A genius bartender? Why not? Larry, you're a electrician. That's all you are, right? It would be pointless calling you to play drums at gigs because all you can do is climb up into hot, cobwebbed confined spaces connect wires. Bartenders serve drinks and sparkies play with power. I used to work in a place where one of the cleaners was a talented artist, another was an amateur astronomer. I had an e-penfriend for years whose IQ was around 180. What that guy didn't know about math and physics probably wasn't worth knowing, but he enjoyed the physicality and outdoorsiness of managing construction projects for small firms in remote areas.

Larry, I had a feeling that what prompted this thread was you doing what comes naturally lol
 
A genius bartender? Why not? Larry, you're a electrician. That's all you are, right?

Yea but I don't have an IQ of 220. I would like to think that I have more skills than just being an awesome electrician lol. I just did that to make money because the drums (financially) didn't work out.

Larry, I had a feeling that what prompted this thread was you doing what comes naturally lol

Thinking? Self medicating? Sitting there staring at the drumkit?
 
Yea but I don't have an IQ of 220. I would like to think that I have more skills than just being an awesome electrician lol.
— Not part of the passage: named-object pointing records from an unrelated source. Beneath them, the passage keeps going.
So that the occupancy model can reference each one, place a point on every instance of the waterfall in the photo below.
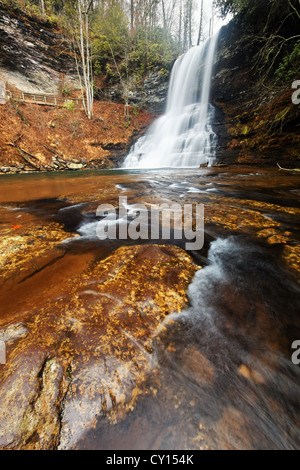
(183, 137)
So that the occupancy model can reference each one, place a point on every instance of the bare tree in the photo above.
(201, 23)
(83, 7)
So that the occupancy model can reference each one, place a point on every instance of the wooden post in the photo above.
(2, 93)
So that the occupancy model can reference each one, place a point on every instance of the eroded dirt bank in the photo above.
(42, 138)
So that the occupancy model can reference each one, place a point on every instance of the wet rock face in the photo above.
(75, 357)
(249, 123)
(32, 54)
(151, 94)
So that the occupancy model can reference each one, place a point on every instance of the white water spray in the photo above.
(183, 137)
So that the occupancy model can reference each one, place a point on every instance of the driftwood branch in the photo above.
(287, 169)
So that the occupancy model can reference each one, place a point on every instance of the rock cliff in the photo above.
(255, 123)
(34, 57)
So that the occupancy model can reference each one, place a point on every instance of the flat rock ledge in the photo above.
(80, 356)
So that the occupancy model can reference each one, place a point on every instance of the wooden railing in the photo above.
(44, 99)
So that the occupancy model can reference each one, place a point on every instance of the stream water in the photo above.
(224, 376)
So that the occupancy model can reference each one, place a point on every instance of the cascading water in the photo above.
(183, 137)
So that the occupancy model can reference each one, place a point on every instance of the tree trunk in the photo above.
(201, 24)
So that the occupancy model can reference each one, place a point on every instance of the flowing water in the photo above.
(222, 374)
(183, 136)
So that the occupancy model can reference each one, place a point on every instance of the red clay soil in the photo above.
(44, 131)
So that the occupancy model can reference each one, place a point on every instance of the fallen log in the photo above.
(25, 155)
(287, 169)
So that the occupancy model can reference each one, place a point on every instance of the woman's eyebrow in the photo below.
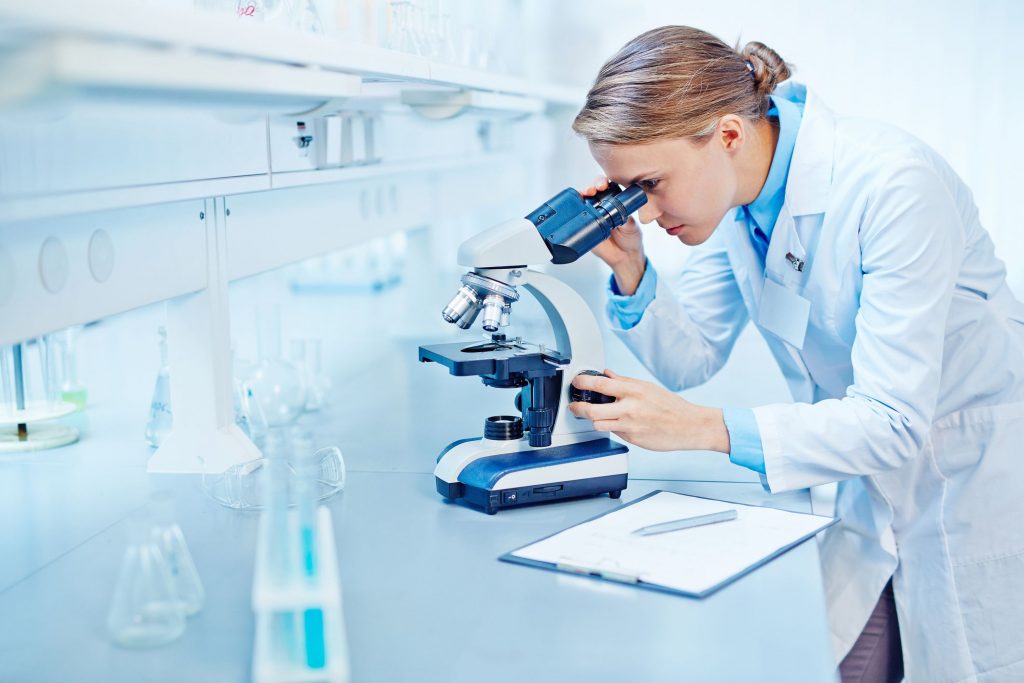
(638, 178)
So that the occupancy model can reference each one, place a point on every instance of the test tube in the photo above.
(307, 469)
(276, 450)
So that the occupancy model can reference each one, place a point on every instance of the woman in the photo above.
(857, 253)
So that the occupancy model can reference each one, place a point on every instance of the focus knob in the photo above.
(587, 395)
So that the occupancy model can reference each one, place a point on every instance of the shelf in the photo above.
(67, 204)
(222, 37)
(61, 66)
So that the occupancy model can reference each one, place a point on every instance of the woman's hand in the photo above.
(624, 250)
(651, 417)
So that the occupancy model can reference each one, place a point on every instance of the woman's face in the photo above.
(689, 185)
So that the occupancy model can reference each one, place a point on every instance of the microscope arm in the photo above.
(577, 333)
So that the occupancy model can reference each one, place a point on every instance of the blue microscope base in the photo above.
(492, 501)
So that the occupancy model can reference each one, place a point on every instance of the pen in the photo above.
(687, 522)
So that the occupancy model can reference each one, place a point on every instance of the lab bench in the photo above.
(424, 595)
(425, 599)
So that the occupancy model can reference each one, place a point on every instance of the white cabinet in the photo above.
(73, 269)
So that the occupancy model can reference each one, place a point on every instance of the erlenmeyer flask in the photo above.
(168, 536)
(160, 422)
(276, 384)
(145, 610)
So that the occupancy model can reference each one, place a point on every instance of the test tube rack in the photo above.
(280, 652)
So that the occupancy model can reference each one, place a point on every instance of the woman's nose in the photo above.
(648, 212)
I just did that to make money because the drums (financially) didn't work out.

Maybe he just likes to chill at work doing something mindless? The beauty of menial work is that the boss doesn't own your mind during the 8 hours you're at work. Someone with an IQ of 220 could attend a bartending job while being free to let his mind roam ... and it gets him out of the house talking to people.

Also, like any of us, not all geniuses can actualise because being screwed up emotionally can get in the way. Bear in mind that brainiacs don't tend to be the most popular people around. Some manage to harness or sidestep their negative emotions. I'm sure some of them do what they do as an escape.


Thinking? Self medicating? Sitting there staring at the drumkit?

All of the above, but you know what I'm saying. Keep it up. I enjoy your little oddball brainwaves :)
 
The term genius is nebulous, but I do feel in my heart that Keith Moon was a genius at the drum set. He came at everything from a different place, and nobody sounds like him.
 
It also comes down to separate intelligences. I had an assessment just over a year ago because of some learning anomalies. Essentially, my brain has a 50-point IQ deficit in a few areas (short term memory, spatial problem-solving) that means my approach to a problem usually involves a totally whack solution. Normal 'dyslexic' (which is what it is) techniques don't work because it took so long to discover and by that time, I had whack solutions. Give me mental arithmetic though and I crumble, even though I know how to do it.

I'm not saying there is genius, but many true genuises exist in their own logical extractions. Idiosyncracy is a trait and I honestly believe that we don't accomodate these ways of working well.